Hyundai, promotrice delle auto elettriche, ha scelto di lanciare la sua prima auto ad idrogeno. Al di là dei prezzi non alla portata della fascia media, al momento, le opzioni disponibili per acquirenti di Hyundai Nexo e la Toyota Mirai risultano piuttosto limitate. In Italia sono presenti, per ora, soltanto due distributori attivi: uno a Bolzano gestito dall’Istituto per le Innovazioni Tecnologiche e uno a Mestre inaugurato dall’Eni a giugno 2022.
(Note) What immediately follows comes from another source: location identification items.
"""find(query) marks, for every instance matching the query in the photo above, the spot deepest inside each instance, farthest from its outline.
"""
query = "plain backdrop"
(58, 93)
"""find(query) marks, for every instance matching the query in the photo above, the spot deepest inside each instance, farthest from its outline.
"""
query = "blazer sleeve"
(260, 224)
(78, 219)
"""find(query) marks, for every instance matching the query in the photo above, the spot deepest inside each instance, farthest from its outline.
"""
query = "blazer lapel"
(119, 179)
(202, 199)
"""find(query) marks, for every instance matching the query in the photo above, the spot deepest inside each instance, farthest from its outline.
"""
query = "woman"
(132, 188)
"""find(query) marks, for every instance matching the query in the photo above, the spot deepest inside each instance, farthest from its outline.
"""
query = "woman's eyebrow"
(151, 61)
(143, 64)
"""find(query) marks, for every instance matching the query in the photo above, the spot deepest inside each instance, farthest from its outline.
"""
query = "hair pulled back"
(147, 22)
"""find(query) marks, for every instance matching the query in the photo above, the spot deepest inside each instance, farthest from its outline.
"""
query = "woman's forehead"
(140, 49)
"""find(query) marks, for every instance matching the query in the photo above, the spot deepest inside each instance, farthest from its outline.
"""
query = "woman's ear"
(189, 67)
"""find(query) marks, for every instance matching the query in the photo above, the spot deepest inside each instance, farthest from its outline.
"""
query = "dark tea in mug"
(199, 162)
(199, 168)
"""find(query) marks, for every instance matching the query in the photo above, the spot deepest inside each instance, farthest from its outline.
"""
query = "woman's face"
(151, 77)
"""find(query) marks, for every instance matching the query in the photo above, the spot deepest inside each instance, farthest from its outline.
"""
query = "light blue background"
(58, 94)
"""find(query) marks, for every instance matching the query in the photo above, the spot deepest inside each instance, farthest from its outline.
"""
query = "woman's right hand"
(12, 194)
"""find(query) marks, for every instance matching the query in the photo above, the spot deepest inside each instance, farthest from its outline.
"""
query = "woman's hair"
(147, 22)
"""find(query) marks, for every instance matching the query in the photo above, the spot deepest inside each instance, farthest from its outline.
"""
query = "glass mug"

Eni ha presenziato a tre bandi PNRR: a Venezia nell’ambito del trasporto pubblico e del rifornimento privato; a San Donato Milanese per il trasporto privato, sia pesante che leggero; e a Taranto, per il trasporto pesante e leggero legato al porto e all’area industriale. Prima di due anni, difficilmente, vedremo clamorosi passi in avanti in termini infrastrutturali. C’è grande attea per vedere entrare in esercizio, nel corso del 2025, uno stazionamento di idrogeno a San Donato Milanese.
La voce legata alla spesa avrà, come nel caso delle elettriche, una incidenza notevole. Hyundai e Toyota non si sono presentate con modelli a buon mercato. Il SUV della casa coreana parte da 73.450 euro, mentre la berlina giapponese costa 75.600 euro. Tutte le auto moderne sono molto care, persino le termiche, ma risulterà difficile scommettere sull’idrogeno senza una manovra statale che possa promuovere certi prodotti.
A differenze delle normali EV con batterie agli ioni di litio, le FCEV non necessitano della ricarica delle batterie. Si tratta di energia autoprodotta che sfrutta il processo chimico dell’elettrolisi inversa. L’idrogeno si converte in energia elettrica direttamente a bordo, usando le celle a combustibile e sprigionando solo vapore acqueo. E a cosa servono le colonnine di ricarica?
Le auto ad idrogeno necessitano di un rifornimento occasionale in strutture specifiche, una volta terminato il gas. Si potrebbero anche convertire le auto termiche in idrogeno, ma occorrerebbe fare un lavoro impressionanti sul piano delle colonnine. L’Italia sembra destinata a rimanere attardata rispetto ad altri Paesi.
Non è una novità, ma in tema di ecologia, c’è una esigenza che dovrebbe risultare naturale in tutte le realtà sviluppate. Le FCEV emettono, banalmente, dell’acqua che fuoriesce dal tubo di scarico, sotto forma di vapore acqueo. Le auto ad idrogeno saranno il futuro dell’industria dell’Automotive, ma pare che molti costruttori non l’abbiano ancora metabolizzato.